Os dados de referência vêm de Payne, Gledhill, Katzmarzyk, Jamnik e Keir (2000), "Canadian musculoskeletal fitness norms," no Canadian Journal of Applied Physiology. A equipe mediu flexões junto com abdominais parciais, salto vertical, força de preensão, flexão de tronco e composição corporal em 571 participantes saudáveis (312 mulheres, 259 homens) de 15 a 69 anos, e estratificou os resultados por sexo e faixa etária. Essas normas foram incorporadas ao manual de avaliação Canadian Physical Activity, Fitness and Lifestyle Approach, onde a maioria dos profissionais de fitness as encontra.
Dois detalhes do protocolo decidem se o seu próprio número é comparável. Os homens são testados na posição padrão, apoiados nos pés. As mulheres são testadas na posição modificada com apoio dos joelhos, com as pernas no colchonete e as costas retas. Em ambos os casos, você executa o máximo de repetições consecutivas possível sem descansar, descendo até o queixo tocar o colchonete, e o teste termina quando a forma se rompe por duas repetições seguidas. Sem pausa no topo, sem quicar no chão, sem quadris caídos.
Normas de flexões para homens (flexão padrão, repetições consecutivas máximas)
| Idade | Precisa melhorar | Razoável | Bom | Muito bom | Excelente |
|---|---|---|---|---|---|
| 20-29 | 16 ou menos | 17-21 | 22-28 | 29-35 | 36 ou mais |
| 30-39 | 11 ou menos | 12-16 | 17-21 | 22-29 | 30 ou mais |
| 40-49 | 9 ou menos | 10-12 | 13-16 | 17-24 | 25 ou mais |
| 50-59 | 6 ou menos | 7-9 | 10-12 | 13-20 | 21 ou mais |
| 60-69 | 4 ou menos | 5-7 | 8-10 | 11-17 | 18 ou mais |
Normas de flexões para mulheres (flexão de joelhos modificada, repetições consecutivas máximas)
| Idade | Precisa melhorar | Razoável | Bom | Muito bom | Excelente |
|---|---|---|---|---|---|
| 20-29 | 9 ou menos | 10-14 | 15-20 | 21-29 | 30 ou mais |
| 30-39 | 7 ou menos | 8-12 | 13-19 | 20-26 | 27 ou mais |
| 40-49 | 4 ou menos | 5-10 | 11-14 | 15-23 | 24 ou mais |
| 50-59 | 1 ou menos | 2-6 | 7-10 | 11-20 | 21 ou mais |
| 60-69 | 1 ou menos | 2-4 | 5-11 | 12-16 | 17 ou mais |
Preste atenção à queda por idade, porque é a parte que as pessoas mais interpretam mal. Na linha Excelente, os homens perdem cerca de 6 repetições entre os vinte e os trinta anos, depois aproximadamente 4 a 5 repetições por década a partir daí. As mulheres perdem uma proporção semelhante. Esse declínio é a perda normal de massa muscular e de ativação neural com a idade, e também é a parte contra a qual você mais consegue lutar com treino. Um praticante treinado de 55 anos supera com folga a coluna de um não treinado de 25 anos.

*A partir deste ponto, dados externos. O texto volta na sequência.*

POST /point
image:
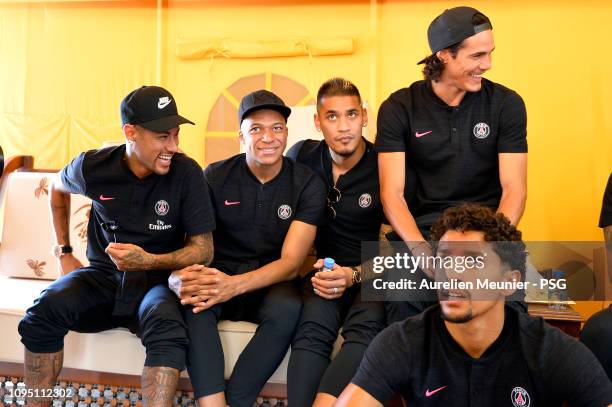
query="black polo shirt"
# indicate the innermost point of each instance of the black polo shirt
(155, 212)
(451, 152)
(253, 218)
(530, 364)
(359, 212)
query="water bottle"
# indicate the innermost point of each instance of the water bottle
(557, 296)
(328, 264)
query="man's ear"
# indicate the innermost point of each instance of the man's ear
(317, 121)
(513, 276)
(443, 55)
(130, 133)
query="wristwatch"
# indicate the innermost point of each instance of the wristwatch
(356, 274)
(59, 250)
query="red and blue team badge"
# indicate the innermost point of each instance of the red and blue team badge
(365, 200)
(284, 212)
(481, 130)
(162, 207)
(520, 397)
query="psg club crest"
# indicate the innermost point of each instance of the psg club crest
(520, 397)
(365, 200)
(284, 212)
(162, 207)
(481, 130)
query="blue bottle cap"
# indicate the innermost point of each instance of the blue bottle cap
(557, 274)
(328, 263)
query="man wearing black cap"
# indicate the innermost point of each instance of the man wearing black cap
(267, 208)
(150, 214)
(453, 137)
(472, 349)
(347, 163)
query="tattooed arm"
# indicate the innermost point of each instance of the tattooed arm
(59, 201)
(198, 249)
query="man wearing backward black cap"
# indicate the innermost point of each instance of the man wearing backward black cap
(150, 214)
(453, 137)
(267, 208)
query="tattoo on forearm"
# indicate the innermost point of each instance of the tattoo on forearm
(159, 386)
(198, 250)
(62, 222)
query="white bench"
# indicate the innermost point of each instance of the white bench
(27, 267)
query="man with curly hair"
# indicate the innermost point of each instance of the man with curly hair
(471, 349)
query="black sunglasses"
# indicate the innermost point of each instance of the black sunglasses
(333, 197)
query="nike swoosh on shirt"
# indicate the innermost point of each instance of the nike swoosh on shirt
(431, 393)
(417, 134)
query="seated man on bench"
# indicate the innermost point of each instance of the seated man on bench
(472, 349)
(267, 208)
(151, 213)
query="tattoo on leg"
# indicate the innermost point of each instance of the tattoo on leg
(41, 371)
(159, 386)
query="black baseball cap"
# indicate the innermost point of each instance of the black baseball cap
(453, 26)
(261, 99)
(151, 107)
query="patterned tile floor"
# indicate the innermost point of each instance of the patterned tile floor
(69, 394)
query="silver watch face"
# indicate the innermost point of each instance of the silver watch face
(57, 250)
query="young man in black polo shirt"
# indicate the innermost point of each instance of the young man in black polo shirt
(597, 332)
(347, 163)
(150, 214)
(453, 137)
(267, 210)
(471, 349)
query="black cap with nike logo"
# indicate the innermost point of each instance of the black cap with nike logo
(151, 107)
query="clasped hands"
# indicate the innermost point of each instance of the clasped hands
(203, 286)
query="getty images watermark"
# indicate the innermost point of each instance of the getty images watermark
(534, 271)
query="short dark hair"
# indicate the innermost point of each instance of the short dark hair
(434, 67)
(337, 87)
(495, 226)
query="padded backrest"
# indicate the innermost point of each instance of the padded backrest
(27, 233)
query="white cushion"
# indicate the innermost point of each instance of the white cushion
(113, 351)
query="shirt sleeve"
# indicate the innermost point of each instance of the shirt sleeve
(572, 371)
(72, 175)
(513, 125)
(605, 219)
(311, 204)
(197, 211)
(391, 128)
(384, 368)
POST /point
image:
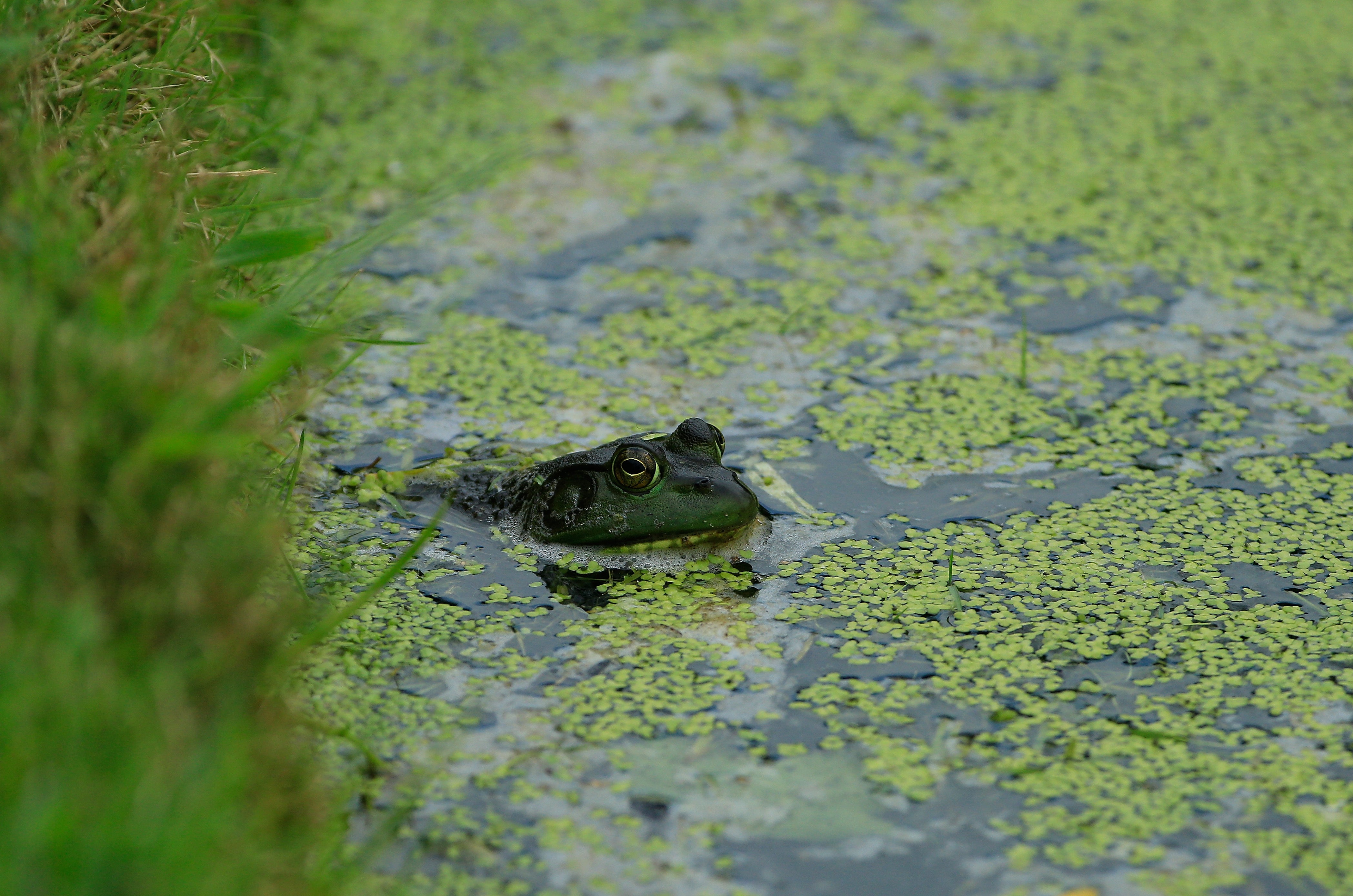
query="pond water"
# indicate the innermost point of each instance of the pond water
(1053, 592)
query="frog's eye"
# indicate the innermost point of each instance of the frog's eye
(634, 467)
(719, 438)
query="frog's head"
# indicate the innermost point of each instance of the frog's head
(645, 492)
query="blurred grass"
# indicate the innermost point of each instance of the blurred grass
(152, 361)
(143, 752)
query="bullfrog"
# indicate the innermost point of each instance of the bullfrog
(645, 492)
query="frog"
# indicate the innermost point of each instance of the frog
(646, 492)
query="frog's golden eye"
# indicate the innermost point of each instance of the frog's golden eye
(634, 467)
(719, 438)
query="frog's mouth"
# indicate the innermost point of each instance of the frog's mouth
(678, 542)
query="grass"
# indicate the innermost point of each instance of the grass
(143, 752)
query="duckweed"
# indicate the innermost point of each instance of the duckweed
(1108, 684)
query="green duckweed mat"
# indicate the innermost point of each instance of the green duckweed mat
(1030, 325)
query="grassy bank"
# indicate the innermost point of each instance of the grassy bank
(141, 753)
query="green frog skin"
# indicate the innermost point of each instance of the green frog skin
(640, 493)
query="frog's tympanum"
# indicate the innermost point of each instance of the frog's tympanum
(643, 492)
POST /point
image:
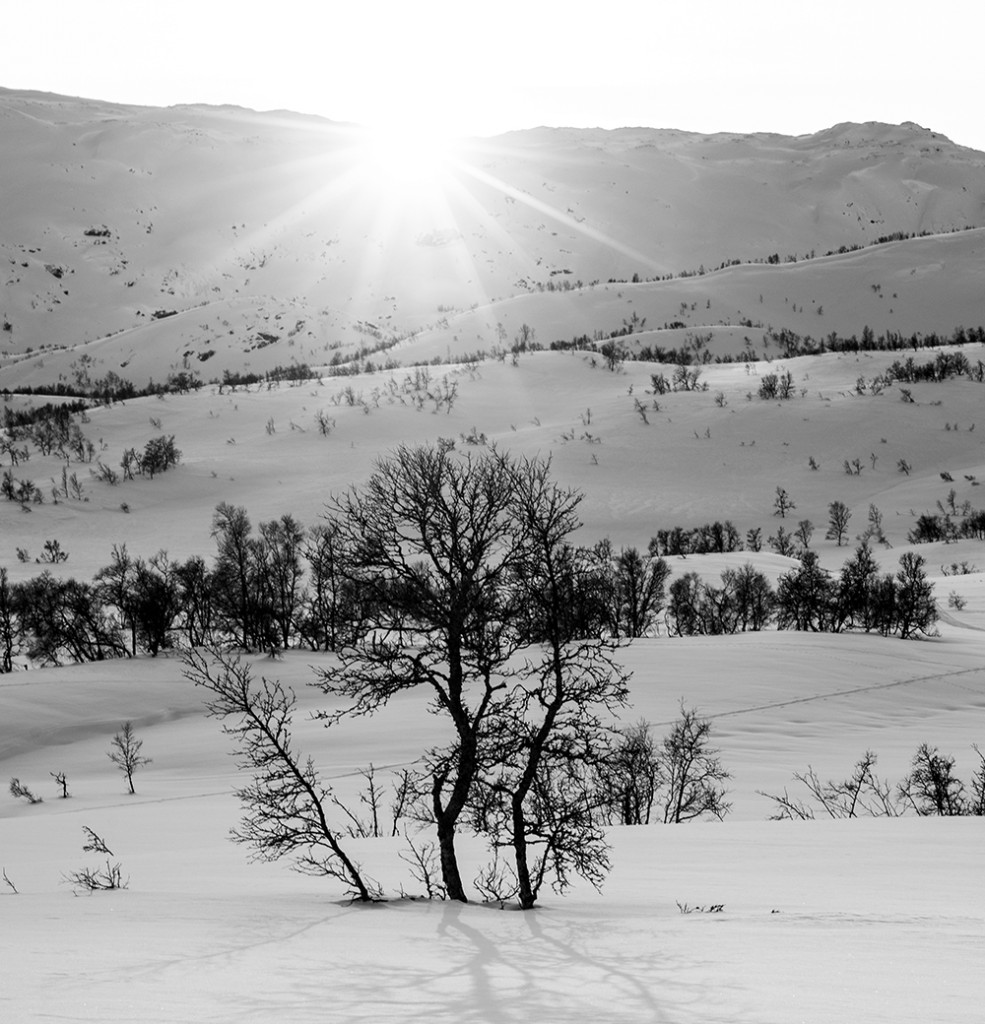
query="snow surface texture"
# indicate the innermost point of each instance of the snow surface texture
(868, 921)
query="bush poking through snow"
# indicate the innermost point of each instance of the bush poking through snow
(103, 879)
(18, 790)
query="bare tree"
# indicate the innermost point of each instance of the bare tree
(285, 800)
(629, 779)
(931, 786)
(782, 503)
(692, 770)
(838, 517)
(126, 753)
(435, 544)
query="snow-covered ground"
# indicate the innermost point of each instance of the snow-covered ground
(868, 920)
(824, 921)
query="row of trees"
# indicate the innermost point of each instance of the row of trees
(286, 585)
(808, 598)
(931, 788)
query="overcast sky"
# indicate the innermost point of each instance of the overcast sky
(465, 68)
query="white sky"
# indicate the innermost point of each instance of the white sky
(457, 66)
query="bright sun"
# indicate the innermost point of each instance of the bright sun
(403, 163)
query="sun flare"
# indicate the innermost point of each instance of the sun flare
(403, 163)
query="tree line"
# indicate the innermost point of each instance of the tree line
(284, 585)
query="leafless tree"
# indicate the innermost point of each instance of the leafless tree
(692, 770)
(126, 753)
(285, 801)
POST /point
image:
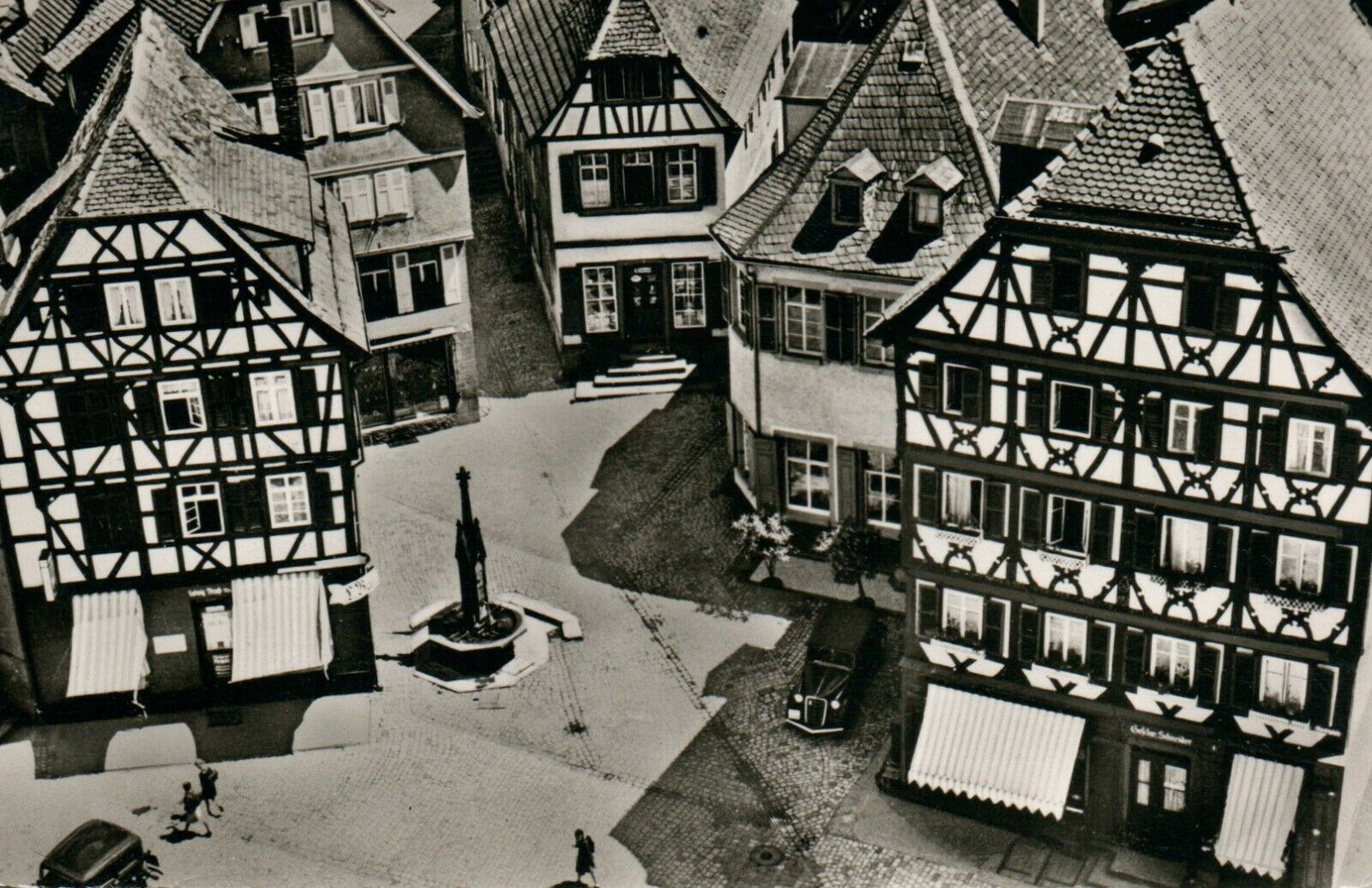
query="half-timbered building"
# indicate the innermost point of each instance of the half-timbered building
(624, 129)
(1134, 423)
(178, 439)
(889, 178)
(384, 129)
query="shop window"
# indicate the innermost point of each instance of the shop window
(183, 409)
(809, 484)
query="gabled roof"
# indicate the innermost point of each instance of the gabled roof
(910, 112)
(164, 136)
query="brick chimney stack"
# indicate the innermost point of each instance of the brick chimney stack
(285, 89)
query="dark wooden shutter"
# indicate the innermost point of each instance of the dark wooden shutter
(1146, 540)
(1321, 700)
(998, 507)
(1036, 399)
(1099, 650)
(165, 514)
(1154, 423)
(574, 304)
(928, 488)
(1269, 444)
(971, 393)
(306, 396)
(1338, 567)
(708, 181)
(930, 387)
(1207, 673)
(569, 171)
(1262, 551)
(847, 483)
(928, 608)
(1028, 633)
(1220, 554)
(1031, 519)
(766, 318)
(1348, 453)
(1135, 650)
(1245, 680)
(765, 473)
(994, 628)
(1102, 532)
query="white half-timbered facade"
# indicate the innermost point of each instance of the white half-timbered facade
(1132, 423)
(178, 439)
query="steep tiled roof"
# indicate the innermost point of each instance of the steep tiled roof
(630, 29)
(943, 99)
(164, 136)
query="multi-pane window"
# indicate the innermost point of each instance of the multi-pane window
(288, 501)
(175, 300)
(804, 321)
(964, 615)
(1068, 524)
(274, 398)
(202, 512)
(962, 501)
(1173, 661)
(1285, 684)
(1065, 639)
(183, 409)
(807, 476)
(593, 169)
(123, 302)
(1309, 447)
(873, 350)
(1072, 409)
(882, 477)
(1300, 565)
(689, 293)
(681, 176)
(599, 293)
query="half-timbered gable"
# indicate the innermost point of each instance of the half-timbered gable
(176, 400)
(1131, 421)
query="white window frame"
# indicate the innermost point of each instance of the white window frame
(190, 389)
(196, 494)
(1303, 555)
(1053, 409)
(176, 300)
(688, 295)
(1179, 657)
(593, 180)
(123, 299)
(1303, 439)
(600, 299)
(274, 398)
(288, 499)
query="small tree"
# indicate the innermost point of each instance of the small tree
(766, 537)
(854, 553)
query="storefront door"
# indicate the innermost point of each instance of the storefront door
(1161, 803)
(644, 303)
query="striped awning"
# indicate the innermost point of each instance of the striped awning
(280, 625)
(998, 751)
(1259, 814)
(109, 645)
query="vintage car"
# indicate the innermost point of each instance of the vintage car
(844, 650)
(98, 854)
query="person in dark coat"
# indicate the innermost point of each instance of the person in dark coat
(585, 857)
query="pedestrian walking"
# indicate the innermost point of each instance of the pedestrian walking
(209, 789)
(585, 857)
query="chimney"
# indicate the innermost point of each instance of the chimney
(285, 89)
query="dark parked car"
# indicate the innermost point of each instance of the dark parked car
(98, 854)
(843, 652)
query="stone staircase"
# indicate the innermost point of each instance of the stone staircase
(644, 375)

Uma ressalva sobre a tabela das mulheres. Como ela é pontuada na variação de joelhos, não diz a uma mulher que treina flexões padrão onde ela se posiciona. Não existe uma norma feminina publicada e igualmente bem estabelecida para a versão padrão. Se você treina apoiada nos pés, use a tabela masculina como referência aproximada e aceite que é uma régua mais difícil, não uma comparação justa.
Por Que Esse Número Importa?
A capacidade de flexões é extraordinariamente informativa para um teste que não exige nenhum equipamento. Yang, Christophi, Farioli, Baur, Moffatt, Zollinger e Kales (2019) na JAMA Network Open acompanharam 1.104 bombeiros homens ativos em Indiana por 10 anos após um exame físico inicial que incluía um teste de flexões e um teste de esteira submáximo. Trinta e sete eventos cardiovasculares ocorreram ao longo do acompanhamento. Ordenadas pela capacidade inicial de flexões, as taxas de incidência se dividiram de forma marcante.
| Flexões iniciais | Eventos cardiovasculares | Taxa por 100.000 pessoas-ano | Razão de taxas de incidência |
|---|---|---|---|
| 0-10 | 8 | 1.757 | 1,00 (referência) |
| 11-20 | 9 | 625 | 0,36 |
| 21-30 | 9 | 288 | 0,16 |
| 31-40 | 10 | 433 | 0,25 |
| 41 ou mais | 1 | 79 | 0,04 |
Homens que conseguiam completar mais de 40 flexões tiveram uma taxa 96 por cento menor de eventos cardiovasculares ao longo da década do que homens que conseguiam completar menos de 10. Todos, exceto um, dos 37 eventos ocorreram em homens que fizeram 40 ou menos flexões no início do estudo. A capacidade de flexões esteve mais fortemente associada ao risco futuro do que o resultado do teste de esteira, e foi essa descoberta que tornou o estudo famoso. Era uma coorte ocupacional de homens ativos, então os números exatos não se aplicam a todo mundo. A direção do efeito, sim.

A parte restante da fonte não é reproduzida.